What's the main difference/motivation/intuition between these two theorems?

Maybe I am asking too many question for a single thread but as they are related to each other and pointed to understand only a single theorem, that's why I am put them all together. It will be great help if anyone explain those question.

Thanks, @emonHR. I remove that question from my the post. Thanks again for that link. Could you say something on remaining question? — falamiw, Dec 07 '21 at 14:38
The inverse and implicit function theorems are equivalent. Each implies the other (and the proof of equivalence is quite straight forward), so there is absolutely no difference between them; it's just a stylistic preference where sometimes one theorem may be more directly/obviously applicable than the other. The main motivation for the theorems is the linear case. I suggest you read this answer of mine for the idea behind the invertibility condition, and where those approximating forms $(h_k)$ come from. — peek-a-boo, Mar 03 '22 at 21:39
These proof rely on the idea of "successive approximations" meaning you first start out with a (not necessarily good) guess for what $y$ should be. Based on that you find to linear order another approximation, and then you keep going. The technical tool which makes all of this work out is Banach's contraction mapping fixed point theorem. As a slightly tangential example, if I asked you to approximate $\sqrt{3}$ to 10 decimal places how would you do it? Well, you guess of course. Guess $y_0=1$; this is too small, then you might guess $y_1=1.7$ next, but this is still too small, so guess again.. — peek-a-boo, Mar 03 '22 at 21:46
Regarding question 1, the "division" by those inverses guarantees that the "slope" is less than 1 and so we have a contraction mapping, so that we can apply Banach's fixed-point theorem. This of course needs to be made rigorous. — Behnam Esmayli, Mar 08 '22 at 06:52

score 2 · Accepted Answer · answered Mar 09 '22 at 07:50

Regarding question $2$,

you can think $\underbrace{y=f(x)}_{G(x,y)=f(x)-y=0}$ of theorem $3.3$ and apply theorem $3.4$ to get the inverse mapping $g$ such that $x=g(y)$ where $D_1G(a,b)$ is definitely $f'(a)$. Eventually, the successive approximations are nothing but the same as $g_{k+1}(y)=g_k(y)-D_1G(a,b)^{-1}G(g_k(k),y)=g_k(y)-f'(a)^{-1}[f(g_k(k))-y]$. I am not explicitly mentioning the neighborhoods, as you seemed to understand that.

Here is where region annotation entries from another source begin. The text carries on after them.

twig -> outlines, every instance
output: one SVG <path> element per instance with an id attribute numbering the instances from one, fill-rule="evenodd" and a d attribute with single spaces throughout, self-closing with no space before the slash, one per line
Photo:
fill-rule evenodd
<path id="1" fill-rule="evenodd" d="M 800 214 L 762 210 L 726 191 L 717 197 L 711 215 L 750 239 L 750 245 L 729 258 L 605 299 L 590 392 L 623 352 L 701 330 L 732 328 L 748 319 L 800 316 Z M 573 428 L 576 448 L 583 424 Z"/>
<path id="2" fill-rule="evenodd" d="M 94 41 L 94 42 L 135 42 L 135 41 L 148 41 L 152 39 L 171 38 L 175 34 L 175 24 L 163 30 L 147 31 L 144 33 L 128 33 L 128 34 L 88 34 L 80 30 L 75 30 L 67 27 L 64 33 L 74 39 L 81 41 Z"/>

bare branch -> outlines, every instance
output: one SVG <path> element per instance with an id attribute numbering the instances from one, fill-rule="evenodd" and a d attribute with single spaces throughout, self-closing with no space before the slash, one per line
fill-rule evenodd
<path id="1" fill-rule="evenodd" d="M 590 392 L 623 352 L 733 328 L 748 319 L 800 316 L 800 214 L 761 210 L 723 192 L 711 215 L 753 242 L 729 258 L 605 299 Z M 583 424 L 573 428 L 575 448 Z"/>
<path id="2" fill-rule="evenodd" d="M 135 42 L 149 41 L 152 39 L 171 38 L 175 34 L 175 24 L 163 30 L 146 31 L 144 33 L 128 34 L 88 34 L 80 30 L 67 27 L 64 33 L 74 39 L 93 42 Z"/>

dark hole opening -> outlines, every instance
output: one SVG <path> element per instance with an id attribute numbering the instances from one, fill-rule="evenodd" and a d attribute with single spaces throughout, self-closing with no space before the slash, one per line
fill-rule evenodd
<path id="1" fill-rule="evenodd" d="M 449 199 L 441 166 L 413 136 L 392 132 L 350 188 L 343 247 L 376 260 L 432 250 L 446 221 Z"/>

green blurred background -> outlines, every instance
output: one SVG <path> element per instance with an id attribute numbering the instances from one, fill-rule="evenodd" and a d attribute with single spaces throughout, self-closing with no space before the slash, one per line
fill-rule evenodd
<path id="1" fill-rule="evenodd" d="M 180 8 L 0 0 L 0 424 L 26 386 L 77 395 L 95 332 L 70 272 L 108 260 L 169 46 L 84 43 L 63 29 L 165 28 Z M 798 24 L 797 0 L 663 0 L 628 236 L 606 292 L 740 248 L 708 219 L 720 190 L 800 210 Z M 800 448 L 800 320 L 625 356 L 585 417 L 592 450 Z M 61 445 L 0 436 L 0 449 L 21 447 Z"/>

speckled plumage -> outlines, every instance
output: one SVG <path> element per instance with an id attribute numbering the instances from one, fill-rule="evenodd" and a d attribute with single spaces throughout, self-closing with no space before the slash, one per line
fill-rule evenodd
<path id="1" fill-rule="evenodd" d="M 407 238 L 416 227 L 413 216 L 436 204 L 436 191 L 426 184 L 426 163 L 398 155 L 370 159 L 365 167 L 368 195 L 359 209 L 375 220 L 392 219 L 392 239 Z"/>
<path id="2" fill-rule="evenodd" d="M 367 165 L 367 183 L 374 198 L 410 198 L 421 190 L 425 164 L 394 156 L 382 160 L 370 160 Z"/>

And I am pretty sure that the book used theorem $3.3$ to prove theorem $3.4$ which complete the equivalency of those two theorems.

Now, come to the question $1$. I can't imagine a better answer than @ peek-a-boo wrote here. Let me quote the main idea of that according to your question context,

Near the point $(a,b)$, where $G(a,b) = 0$, we can use the power of differential calculus to say \begin{align}0 &= G(x,y) \\ &\approx \underbrace{G(a,b)}_{0}+D_1G(a,b) \cdot (x-a) + D_2G(a,b) \cdot (y-b) \quad \text{if $(x,y)$ is near $(a,b)$} \tag{$*$} \end{align} The approximation being better the closer $(x,y)$ is to $(a,b)$. So, if in this general case we impose the condition that $D_2G(a,b)$ is invertible (i.e its determinant is nonzero), then, we get \begin{align} y \approx - (D_2G(a,b))^{-1} \cdot D_1G(a,b) \cdot (x-a) + b \end{align}

If you understand the equivalency, then I guess you won't face any issue to interpret $f'(a)^{-1}$ also.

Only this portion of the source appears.